JLM progress

It has been a while that I didn't report any progress on JLM, but I'm still full of ideas about it. I'm still sure that it's one of the best proposal out there to help people learn programming, and I have about 12 ideas of improvement per hour. I'll try to present some of them here, to organize my head a bit on this section. The Java Learning Machine (JLM) is one of my favorite pet projects. It's an integrated environment to learn programming through graphical exercisers based on several graphical micro-worlds, adapted to the learned notions. Well, I admit I cannot find any useful definition for this tool, you'd better check it out.

Backtracking lesson

I have an experimental lesson aiming at teaching students about backtracking. It is not ready for consumption yet, not even the first exercises. It will feature several exercises on the topic allowing to progressively build the relevant notions and mental representation in the students mind.

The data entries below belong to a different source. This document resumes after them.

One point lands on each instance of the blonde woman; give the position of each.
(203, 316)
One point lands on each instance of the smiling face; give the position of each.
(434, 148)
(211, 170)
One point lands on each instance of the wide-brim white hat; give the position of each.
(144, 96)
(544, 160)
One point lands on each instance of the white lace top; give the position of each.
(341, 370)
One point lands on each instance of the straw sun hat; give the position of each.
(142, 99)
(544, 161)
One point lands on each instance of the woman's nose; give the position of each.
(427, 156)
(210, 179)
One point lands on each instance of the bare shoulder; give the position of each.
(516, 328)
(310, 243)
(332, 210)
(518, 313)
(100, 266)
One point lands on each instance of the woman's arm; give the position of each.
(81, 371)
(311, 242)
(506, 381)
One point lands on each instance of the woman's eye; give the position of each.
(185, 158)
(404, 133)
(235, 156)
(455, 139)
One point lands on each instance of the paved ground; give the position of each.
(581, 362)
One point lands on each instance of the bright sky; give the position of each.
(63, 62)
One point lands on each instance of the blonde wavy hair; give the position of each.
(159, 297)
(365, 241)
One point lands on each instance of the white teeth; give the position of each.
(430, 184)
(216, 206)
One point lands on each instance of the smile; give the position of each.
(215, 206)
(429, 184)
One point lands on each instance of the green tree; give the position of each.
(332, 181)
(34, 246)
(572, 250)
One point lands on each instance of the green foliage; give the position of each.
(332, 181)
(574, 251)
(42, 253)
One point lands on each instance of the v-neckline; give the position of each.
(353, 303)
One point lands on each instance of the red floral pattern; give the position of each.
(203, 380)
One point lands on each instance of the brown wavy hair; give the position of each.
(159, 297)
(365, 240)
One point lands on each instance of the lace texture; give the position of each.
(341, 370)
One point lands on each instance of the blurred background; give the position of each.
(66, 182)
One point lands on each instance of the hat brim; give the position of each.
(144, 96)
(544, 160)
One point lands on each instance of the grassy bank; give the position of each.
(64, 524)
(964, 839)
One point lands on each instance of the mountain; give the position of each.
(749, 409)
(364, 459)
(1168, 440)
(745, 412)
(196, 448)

For now, it contains a Backtracking exercise which lacks a graphical representation to be usable (see below). That's too bad because that's this graphical interface which is useful. The following textual representation is very great to actually understand what's going on, but I'd like to go one step further and actually build the call tree automatically.

What I have right now

What I'd like to have

Compute answer for world knapsack(max:10;  2, 2, 4, 4)
solve(0,[--, --, --, --]); bestSolution so far:null
solve(1,[2, --, --, --]); bestSolution so far:null
XXXX New best solution: [2, --, --, --]
solve(2,[2, 2, --, --]); bestSolution so far:[2, --, --, --]
XXXX New best solution: [2, 2, --, --]
solve(3,[2, 2, 4, --]); bestSolution so far:[2, 2, --, --]
XXXX New best solution: [2, 2, 4, --]
solve(4,[2, 2, 4, 4]); bestSolution so far:[2, 2, 4, --]
solution invalid, backtrack
solve(4,[2, 2, 4, --]); bestSolution so far:[2, 2, 4, --]
depth too large: 4
solve(3,[2, 2, --, --]); bestSolution so far:[2, 2, 4, --]
solve(4,[2, 2, --, 4]); bestSolution so far:[2, 2, 4, --]
depth too large: 4
solve(4,[2, 2, --, --]); bestSolution so far:[2, 2, 4, --]
depth too large: 4
solve(2,[2, --, --, --]); bestSolution so far:[2, 2, 4, --]
solve(3,[2, --, 4, --]); bestSolution so far:[2, 2, 4, --]
solve(4,[2, --, 4, 4]); bestSolution so far:[2, 2, 4, --]
XXXX New best solution: [2, --, 4, 4]
depth too large: 4
solve(4,[2, --, 4, --]); bestSolution so far:[2, --, 4, 4]
depth too large: 4
solve(3,[2, --, --, --]); bestSolution so far:[2, --, 4, 4]
solve(4,[2, --, --, 4]); bestSolution so far:[2, --, 4, 4]
depth too large: 4
solve(4,[2, --, --, --]); bestSolution so far:[2, --, 4, 4]
depth too large: 4
solve(1,[--, --, --, --]); bestSolution so far:[2, --, 4, 4]
solve(2,[--, 2, --, --]); bestSolution so far:[2, --, 4, 4]
solve(3,[--, 2, 4, --]); bestSolution so far:[2, --, 4, 4]
solve(4,[--, 2, 4, 4]); bestSolution so far:[2, --, 4, 4]
depth too large: 4
solve(4,[--, 2, 4, --]); bestSolution so far:[2, --, 4, 4]
depth too large: 4
solve(3,[--, 2, --, --]); bestSolution so far:[2, --, 4, 4]
solve(4,[--, 2, --, 4]); bestSolution so far:[2, --, 4, 4]
depth too large: 4
solve(4,[--, 2, --, --]); bestSolution so far:[2, --, 4, 4]
depth too large: 4
solve(2,[--, --, --, --]); bestSolution so far:[2, --, 4, 4]
solve(3,[--, --, 4, --]); bestSolution so far:[2, --, 4, 4]
solve(4,[--, --, 4, 4]); bestSolution so far:[2, --, 4, 4]
depth too large: 4
solve(4,[--, --, 4, --]); bestSolution so far:[2, --, 4, 4]
depth too large: 4
solve(3,[--, --, --, --]); bestSolution so far:[2, --, 4, 4]
solve(4,[--, --, --, 4]); bestSolution so far:[2, --, 4, 4]
depth too large: 4
solve(4,[--, --, --, --]); bestSolution so far:[2, --, 4, 4]
depth too large: 4
Solution:[2, --, 4, 4]
Load lesson lessons.meta
Add Create world exo
Add Create entity exo
Compute answers 3
Solve(0,1)
Solve(1,2)
Solve(2,0)

(sample picture from interstices, almost representative of what I really have in mind. I'd like to have better representations of each nodes. This is for example important for the N-queens problem)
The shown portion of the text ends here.